As the song goes. "... I get knocked down, and I get up again ... "

Urban Fisher, Quarterinmynose, Squirrel Squasher, and Samuri Samoht - thank you for taking the time to share, I appreciate the advice. I see "Trident" by Milbro ProShot is wrist braced, but lis a TTF flatband, and far too expensive right now (will need to save my allowance up for a while before I even consider that one).

I will look around further.


----------



## toolmantf99 (Feb 16, 2012)

You may want to look at one of Wingshooters 24-50 starships. They have the extra support on the forearm and are versatile as far as shooting tubes or flats (and they are super fun!).


----------



## Craftsman (Sep 17, 2014)

Beautiful design, thanks for the tip. Very pricey, but it is a TTF ... I'm looking to get an OTT. (Must've reviewed about 250 different designs so far! :what: An amazing diversity of products, power, etc. all I can say is .... WOW! )

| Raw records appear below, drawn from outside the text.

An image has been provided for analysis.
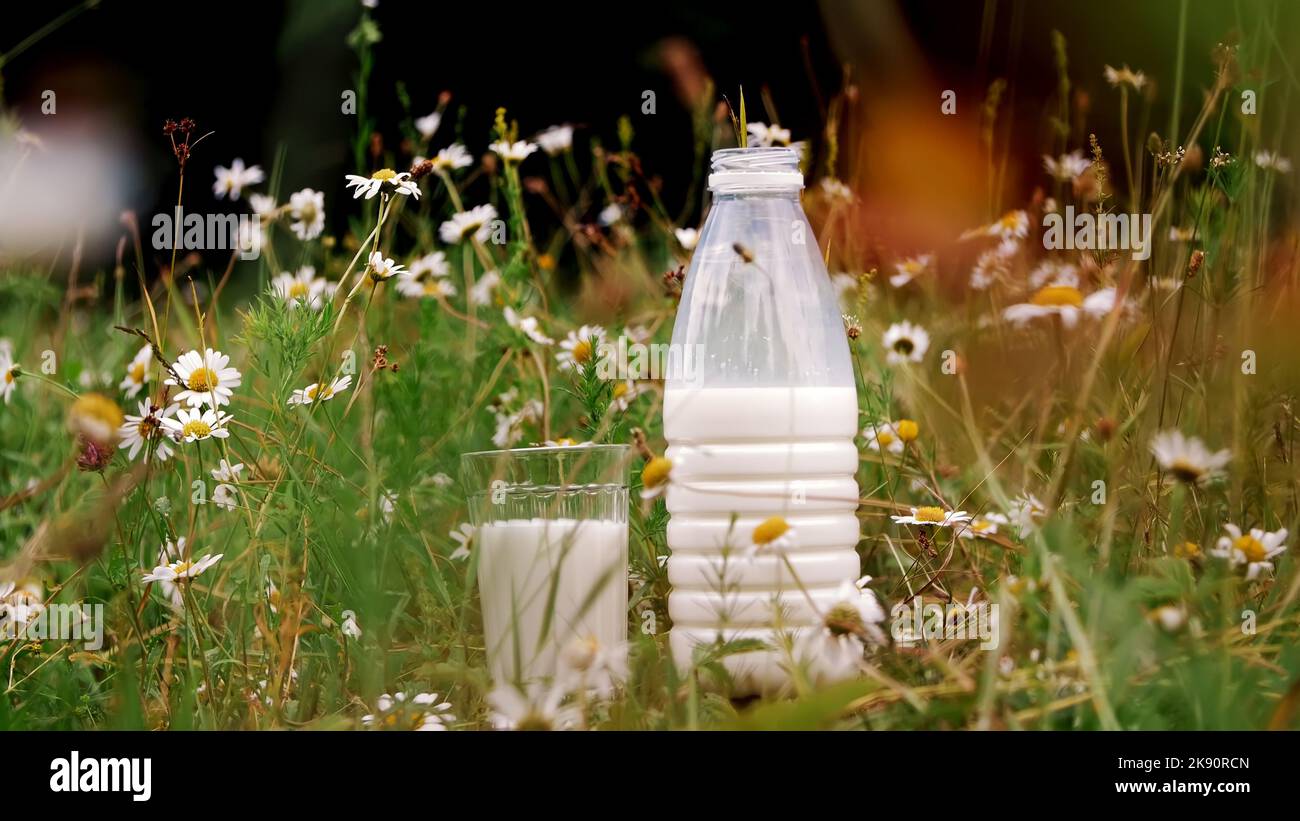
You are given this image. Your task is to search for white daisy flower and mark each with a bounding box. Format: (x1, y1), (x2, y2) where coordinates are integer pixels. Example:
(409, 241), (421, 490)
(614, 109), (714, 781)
(338, 611), (361, 639)
(398, 270), (456, 299)
(488, 682), (580, 730)
(117, 400), (181, 461)
(1210, 524), (1287, 581)
(270, 265), (337, 310)
(430, 143), (475, 171)
(889, 505), (971, 527)
(488, 140), (537, 165)
(744, 516), (800, 559)
(398, 251), (456, 299)
(862, 422), (906, 453)
(1002, 284), (1117, 327)
(212, 157), (267, 200)
(957, 513), (1011, 539)
(0, 581), (46, 638)
(212, 482), (239, 511)
(447, 522), (478, 559)
(438, 205), (497, 246)
(1151, 430), (1232, 485)
(469, 270), (501, 305)
(793, 577), (887, 686)
(1255, 151), (1291, 174)
(537, 125), (573, 157)
(164, 348), (243, 408)
(289, 375), (352, 405)
(163, 408), (230, 443)
(1030, 259), (1079, 288)
(1147, 604), (1187, 633)
(117, 343), (153, 399)
(415, 112), (442, 143)
(556, 634), (628, 699)
(555, 325), (605, 370)
(289, 188), (325, 242)
(745, 122), (790, 148)
(641, 456), (672, 499)
(970, 239), (1021, 291)
(140, 550), (225, 583)
(0, 340), (20, 405)
(345, 168), (420, 200)
(1102, 65), (1147, 91)
(503, 305), (555, 346)
(1043, 149), (1092, 182)
(361, 692), (456, 731)
(889, 253), (935, 288)
(880, 321), (930, 365)
(367, 251), (406, 282)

Does anyone have an opinion on Saunder's newest Wrist Rocket Pro (OTT) ? https://www.sausa.com/product.php?id=2&category=16


----------



## Urban Fisher (Aug 13, 2014)

Well I'll go back to what quarterinmynose stated ealier...it's not so much TTF or OTT it's more of the bands themselves. If you can pull those bands that come with the production ss's from the big box stores...then going to flat bands will be a big difference. The flat bands are just so much easier to pull!! You would just have to try it yourself to see the difference. I have two production ss's and since I switched to flat bands I haven't picked them up! They are a beast to pull and I no longer really enjoy shooting them (at least not near as much as my flat band setups!)

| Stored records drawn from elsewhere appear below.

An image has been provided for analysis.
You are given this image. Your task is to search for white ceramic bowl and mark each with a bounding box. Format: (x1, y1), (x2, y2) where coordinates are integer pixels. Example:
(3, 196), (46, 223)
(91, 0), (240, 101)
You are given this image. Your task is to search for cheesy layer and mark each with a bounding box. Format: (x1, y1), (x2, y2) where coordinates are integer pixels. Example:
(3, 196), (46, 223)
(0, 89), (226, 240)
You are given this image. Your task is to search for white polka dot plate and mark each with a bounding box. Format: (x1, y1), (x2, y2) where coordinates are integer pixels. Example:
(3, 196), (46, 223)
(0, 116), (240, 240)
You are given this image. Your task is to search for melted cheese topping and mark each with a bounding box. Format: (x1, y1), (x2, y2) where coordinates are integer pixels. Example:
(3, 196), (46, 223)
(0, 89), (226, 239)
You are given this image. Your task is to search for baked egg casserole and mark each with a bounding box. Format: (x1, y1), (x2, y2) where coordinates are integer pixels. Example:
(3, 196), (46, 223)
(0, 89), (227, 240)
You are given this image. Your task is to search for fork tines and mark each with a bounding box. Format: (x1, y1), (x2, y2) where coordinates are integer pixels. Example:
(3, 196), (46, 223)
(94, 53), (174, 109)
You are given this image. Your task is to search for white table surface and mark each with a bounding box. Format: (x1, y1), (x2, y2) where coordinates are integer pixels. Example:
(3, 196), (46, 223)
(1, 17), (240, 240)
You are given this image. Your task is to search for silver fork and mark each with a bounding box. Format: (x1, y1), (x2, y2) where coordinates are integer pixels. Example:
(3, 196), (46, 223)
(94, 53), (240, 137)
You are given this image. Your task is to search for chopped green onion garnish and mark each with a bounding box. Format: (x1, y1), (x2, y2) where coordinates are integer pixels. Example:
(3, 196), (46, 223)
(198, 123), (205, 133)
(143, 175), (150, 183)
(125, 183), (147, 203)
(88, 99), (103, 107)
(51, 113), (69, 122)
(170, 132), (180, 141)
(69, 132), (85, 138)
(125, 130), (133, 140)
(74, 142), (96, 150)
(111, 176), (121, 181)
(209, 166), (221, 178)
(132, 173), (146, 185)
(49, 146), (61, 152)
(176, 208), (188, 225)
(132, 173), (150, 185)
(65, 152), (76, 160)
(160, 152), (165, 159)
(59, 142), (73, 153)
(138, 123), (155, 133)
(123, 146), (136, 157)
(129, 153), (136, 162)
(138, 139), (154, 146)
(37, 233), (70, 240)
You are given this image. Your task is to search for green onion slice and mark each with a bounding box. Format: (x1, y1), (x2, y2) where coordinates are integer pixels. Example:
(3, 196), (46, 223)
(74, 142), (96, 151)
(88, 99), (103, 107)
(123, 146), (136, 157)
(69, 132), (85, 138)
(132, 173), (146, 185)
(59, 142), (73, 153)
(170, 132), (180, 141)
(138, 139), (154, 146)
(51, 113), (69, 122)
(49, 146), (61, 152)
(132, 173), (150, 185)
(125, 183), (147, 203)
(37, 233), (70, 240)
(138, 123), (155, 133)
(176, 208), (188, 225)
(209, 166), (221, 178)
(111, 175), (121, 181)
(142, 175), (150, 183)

I also know about cost. Not all of use have tons of money to throw around. I have a good job and a decent income...but my ex-wife gets to enjoy it more than I do...LOL!!! It is so super easy to just make a ss from a chunk of wood, HDPE, natural..all kinds of stuff! I made mine from HDPE (which is some work) but my final ss cost me maybe $0.70. And that was just for the bands! The ss and pouch where essencially free to me. You could cut out a simple ss (tons of PDF templates on this site) from some scrap wood, put the green Gym's Gold flat band (green color) that they sell at Wal-Mart and for under $10.00 you will have a flat band shooter (TTF or OTT). Or just tie the green flat bands to your existing ss's and try it so you can feel the difference.


----------



## August West (Jan 21, 2012)

Not OTT but if I was you with the inability to shoot anything but wrist braced models consistent, the Eagle of Sniper would be my first pic. Flexibility of the dankung tubes and the infinite combos possible would make it my absolute go to. So far above big tube slingshots there is no comparison imo.

http://www.dankung.com/emart/air-sniper-p-794.html

http://www.dankung.com/emart/agile-ergonomic-sniper-p-503.html


----------



## DogBox (Aug 11, 2014)

Have you 'tried' a normal shooter with the wrist strap? To some, just a double length of cord at the bottom of the handle; but used, can help the person gain control. I have even seen some that have a "wrist band" of woven or plaited para-cord and attached to the bottom of the slingshot

in the same way. Open your hand and it stay's attached to your wrist. Just a thought...


----------



## DogBox (Aug 11, 2014)

This well-known member has mentioned before [and I hope he doesn't mind a second mention, Thanks Tex-Shooter!] his severe arthritis.

He also will only shoot "tubes" because the bands give him pain. [I second that one!! my 'arth-r' does too!!!]

If you do a search [ I couldn't find it where he informs of his plight, but continues mightily!!!] you will find his preference for tubes. AND the shooter

"he" uses. I think you will find it encouraging! http://slingshotforum.com/topic/8488-texhays-classic/


----------



## Craftsman (Sep 17, 2014)

AugustWest, WOW! Those two are crazy! Thanks for the link. I have looked athem in the past, but now that I am here, and am S L O W L Y absorbing knowledge from everyone, I have a greater appreciation. That triple-tube is unbelievable.

Dogbox, I have tried a friend's standard fork, but it just whips. I have a Daisy Powerline ... does that count? My accuracy is best with that, but still not hitting more than once or twice in the bulls-eye from 10 meters in 50 shots. I have a LONG way to go.


----------



## DogBox (Aug 11, 2014)

The Daisy Powerline are held "hammer-grip". Not giving you, in consideration, much control over things. Can you "clinch-grip" a basic shaped

slingshot? By basic, I mean like a OTT Ranger http://slingshotforum.com/index.php?app=downloads&module=display&section=screenshot&record=450&id=104&full=1

Although these also can be held hammer grip they lend themselves to the thumb and forefinger in a large 'C' shape where you "clinch" just behind where the bands are attached. Here are 4 Templates you can use.


----------



## J Stacy (Aug 7, 2014)

I know Bill,not Hayes,Tex and he is a great guy and a fountain of information,even for a 68 year newbee like me.

Send Bill and e-mail and explain what you are trying to do and he will help you. I visit him regurarly and he shoots a forearm braced

SS most of the time,and yes he can still shoot !!


----------



## Craftsman (Sep 17, 2014)

Man, I have a lot to learn about this sport. I've never tried a clinch grip, because I've never shot anything (except for a tree-branch TTF) quite like those designs before.

As with throwing knives, and only people within the sport will understand, these things are addictive. I have three, ordering a fourth, now I must have a fifth. The better half says I have a compulsion for collecting ... she just does NOT get it. :slap:


----------